In accordance with the present invention a remote indication device is provided which comprises a radio frequency receiver adapted to operate in a reduced power mode and a normal operating mode, a transmitter operating in a normal operating mode, a display, and a processor module coupled to the radio frequency receiver, the transmitter, and the display. The processor module is adapted to switch the remote indication device from the reduced power mode to the normal operating mode upon receipt of a first radio frequency signal by the radio frequency receiver while operating in the reduced power mode. The processor module is also adapted to cause the transmitter to transmit a second radio frequency signal comprising data representative of data comprised in the first radio frequency signal. The processor module is also adapted to enable the radio frequency receiver while operating in the normal operating mode to receive a confirmation signal transmitted in response to receipt of the second radio frequency signal and comprising status data in response to the second radio frequency signal. The processor module is also adapted to enable the display to display the status data to the user, and to switch from the normal operating mode to the reduced power mode after a predetermined time has expired.
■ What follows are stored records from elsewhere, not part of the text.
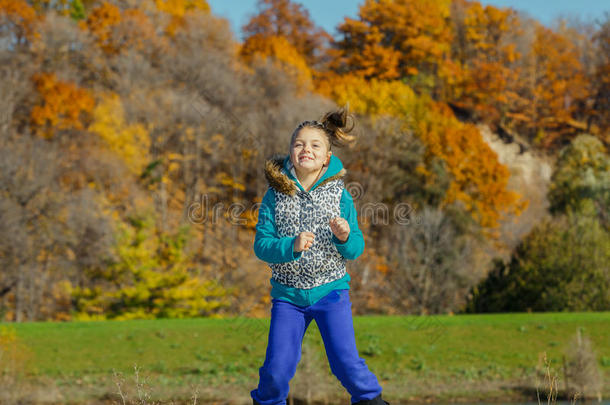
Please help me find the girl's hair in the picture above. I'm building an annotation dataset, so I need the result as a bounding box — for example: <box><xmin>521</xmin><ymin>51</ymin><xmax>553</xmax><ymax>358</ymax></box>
<box><xmin>290</xmin><ymin>104</ymin><xmax>356</xmax><ymax>147</ymax></box>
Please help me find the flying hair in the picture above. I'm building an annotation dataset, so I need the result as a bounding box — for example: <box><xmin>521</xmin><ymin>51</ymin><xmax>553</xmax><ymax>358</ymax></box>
<box><xmin>290</xmin><ymin>103</ymin><xmax>356</xmax><ymax>147</ymax></box>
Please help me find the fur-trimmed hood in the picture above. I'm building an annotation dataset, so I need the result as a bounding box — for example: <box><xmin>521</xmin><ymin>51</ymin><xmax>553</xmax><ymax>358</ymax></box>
<box><xmin>265</xmin><ymin>155</ymin><xmax>346</xmax><ymax>196</ymax></box>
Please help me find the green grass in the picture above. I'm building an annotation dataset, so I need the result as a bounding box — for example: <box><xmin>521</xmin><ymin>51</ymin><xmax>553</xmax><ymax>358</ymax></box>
<box><xmin>0</xmin><ymin>312</ymin><xmax>610</xmax><ymax>400</ymax></box>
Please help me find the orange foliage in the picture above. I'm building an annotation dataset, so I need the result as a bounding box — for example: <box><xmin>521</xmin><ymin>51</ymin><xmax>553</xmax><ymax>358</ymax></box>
<box><xmin>79</xmin><ymin>2</ymin><xmax>121</xmax><ymax>54</ymax></box>
<box><xmin>330</xmin><ymin>0</ymin><xmax>452</xmax><ymax>79</ymax></box>
<box><xmin>0</xmin><ymin>0</ymin><xmax>40</xmax><ymax>44</ymax></box>
<box><xmin>242</xmin><ymin>0</ymin><xmax>332</xmax><ymax>68</ymax></box>
<box><xmin>317</xmin><ymin>75</ymin><xmax>527</xmax><ymax>237</ymax></box>
<box><xmin>79</xmin><ymin>2</ymin><xmax>158</xmax><ymax>55</ymax></box>
<box><xmin>439</xmin><ymin>0</ymin><xmax>522</xmax><ymax>124</ymax></box>
<box><xmin>529</xmin><ymin>25</ymin><xmax>588</xmax><ymax>148</ymax></box>
<box><xmin>239</xmin><ymin>34</ymin><xmax>312</xmax><ymax>91</ymax></box>
<box><xmin>416</xmin><ymin>103</ymin><xmax>528</xmax><ymax>237</ymax></box>
<box><xmin>30</xmin><ymin>73</ymin><xmax>95</xmax><ymax>138</ymax></box>
<box><xmin>155</xmin><ymin>0</ymin><xmax>210</xmax><ymax>37</ymax></box>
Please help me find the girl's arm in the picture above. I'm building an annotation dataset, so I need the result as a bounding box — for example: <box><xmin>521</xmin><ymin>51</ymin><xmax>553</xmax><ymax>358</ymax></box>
<box><xmin>333</xmin><ymin>188</ymin><xmax>364</xmax><ymax>260</ymax></box>
<box><xmin>254</xmin><ymin>188</ymin><xmax>302</xmax><ymax>263</ymax></box>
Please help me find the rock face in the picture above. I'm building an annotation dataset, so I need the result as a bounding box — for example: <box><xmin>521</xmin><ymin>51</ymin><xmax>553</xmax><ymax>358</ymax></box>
<box><xmin>477</xmin><ymin>124</ymin><xmax>554</xmax><ymax>256</ymax></box>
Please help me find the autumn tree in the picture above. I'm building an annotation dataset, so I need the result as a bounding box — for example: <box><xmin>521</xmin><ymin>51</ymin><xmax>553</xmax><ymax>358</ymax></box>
<box><xmin>241</xmin><ymin>0</ymin><xmax>332</xmax><ymax>69</ymax></box>
<box><xmin>330</xmin><ymin>0</ymin><xmax>452</xmax><ymax>90</ymax></box>
<box><xmin>510</xmin><ymin>23</ymin><xmax>588</xmax><ymax>149</ymax></box>
<box><xmin>439</xmin><ymin>0</ymin><xmax>521</xmax><ymax>126</ymax></box>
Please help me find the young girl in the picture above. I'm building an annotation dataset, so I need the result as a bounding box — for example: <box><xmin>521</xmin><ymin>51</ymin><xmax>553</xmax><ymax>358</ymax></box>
<box><xmin>250</xmin><ymin>109</ymin><xmax>389</xmax><ymax>405</ymax></box>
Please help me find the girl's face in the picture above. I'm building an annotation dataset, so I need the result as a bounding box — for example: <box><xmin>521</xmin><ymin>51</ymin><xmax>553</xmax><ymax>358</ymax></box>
<box><xmin>290</xmin><ymin>127</ymin><xmax>332</xmax><ymax>174</ymax></box>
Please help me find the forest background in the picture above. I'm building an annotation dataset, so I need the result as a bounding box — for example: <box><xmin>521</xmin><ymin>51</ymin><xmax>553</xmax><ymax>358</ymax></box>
<box><xmin>0</xmin><ymin>0</ymin><xmax>610</xmax><ymax>322</ymax></box>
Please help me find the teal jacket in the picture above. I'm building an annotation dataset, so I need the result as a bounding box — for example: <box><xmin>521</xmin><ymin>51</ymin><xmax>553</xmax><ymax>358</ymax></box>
<box><xmin>254</xmin><ymin>155</ymin><xmax>364</xmax><ymax>306</ymax></box>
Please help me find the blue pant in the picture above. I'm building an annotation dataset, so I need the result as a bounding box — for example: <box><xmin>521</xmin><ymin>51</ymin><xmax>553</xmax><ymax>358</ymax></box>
<box><xmin>250</xmin><ymin>290</ymin><xmax>381</xmax><ymax>405</ymax></box>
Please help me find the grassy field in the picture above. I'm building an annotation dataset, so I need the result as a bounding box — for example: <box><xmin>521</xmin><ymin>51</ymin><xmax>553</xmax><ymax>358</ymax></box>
<box><xmin>0</xmin><ymin>312</ymin><xmax>610</xmax><ymax>405</ymax></box>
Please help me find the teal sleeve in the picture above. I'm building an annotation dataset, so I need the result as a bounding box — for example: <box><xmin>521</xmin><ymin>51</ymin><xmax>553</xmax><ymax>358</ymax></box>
<box><xmin>333</xmin><ymin>189</ymin><xmax>364</xmax><ymax>260</ymax></box>
<box><xmin>254</xmin><ymin>188</ymin><xmax>302</xmax><ymax>263</ymax></box>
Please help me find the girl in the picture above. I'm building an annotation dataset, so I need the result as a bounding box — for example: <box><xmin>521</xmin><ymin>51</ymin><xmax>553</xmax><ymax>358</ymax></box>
<box><xmin>250</xmin><ymin>108</ymin><xmax>389</xmax><ymax>405</ymax></box>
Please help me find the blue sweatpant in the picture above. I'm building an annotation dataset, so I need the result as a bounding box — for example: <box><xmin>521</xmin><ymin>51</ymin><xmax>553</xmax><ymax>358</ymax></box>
<box><xmin>250</xmin><ymin>290</ymin><xmax>381</xmax><ymax>405</ymax></box>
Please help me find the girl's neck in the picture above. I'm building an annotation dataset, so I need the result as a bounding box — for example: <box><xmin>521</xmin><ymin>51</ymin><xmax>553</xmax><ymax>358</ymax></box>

In further accordance with the remote indication device of the present invention the processor module is adapted to include information in the second radio frequency signal indicating its source and to determine the source of the first radio frequency signal and the confirmation radio frequency signal. The processor module is adapted to store the status data and redisplay the status data to the user upon receipt of a subsequent instance of the first radio frequency signal received prior to lapse of a timeout period.

In further accordance with the present invention a security system is provided which comprises a remote control device, a central control unit comprising a central receiver and a central transmitter and a plurality of remote indication devices. The remote indication devices comprise a first radio frequency receiver operating in a reduced power mode, a transmitter operating in a normal operating mode, a second radio frequency receiver operating in the normal operating mode, a display, and a processor module coupled to the first radio frequency receiver, the transmitter, the second radio frequency receiver and the display.

BRIEF DESCRIPTION OF THE DRAWINGS

FIG. 1 illustrates a block diagram of a security system utilizing a wireless remote indication device of the present invention.

FIG. 2A illustrates the format of a radio frequency signal utilized by the wireless security system of FIG. 1.

FIG. 2B illustrates Manchester Bi-phase encoding utilized to encode bits in the format of FIG. 2A.

FIG. 3 is a flow chart illustrating the operation of the wireless remote indication device of FIG. 1.

FIG. 4 is a block diagram of the wireless remote indication device of FIG. 1.

DETAILED DESCRIPTION OF THE PREFERRED EMBODIMENT

FIG. 1 illustrates application of a wireless security system 10 in a building 12 comprising at least one door 14 and a plurality of windows 16. The wireless security system 10 comprises a remote control device 18, a remote indication device 20, a central receiver 22, a central transmitter 24, a central control unit 26, a wireless dialer 28, a wireless siren 30, a console 32 and alarm sensors 34 located at the door 14 and each window 16. The alarm sensors 34 detect entry into the door 14 and windows 16 by any of various means well known in the art (e.g., closure detectors) and transmit signals representing this to the central receiver 22.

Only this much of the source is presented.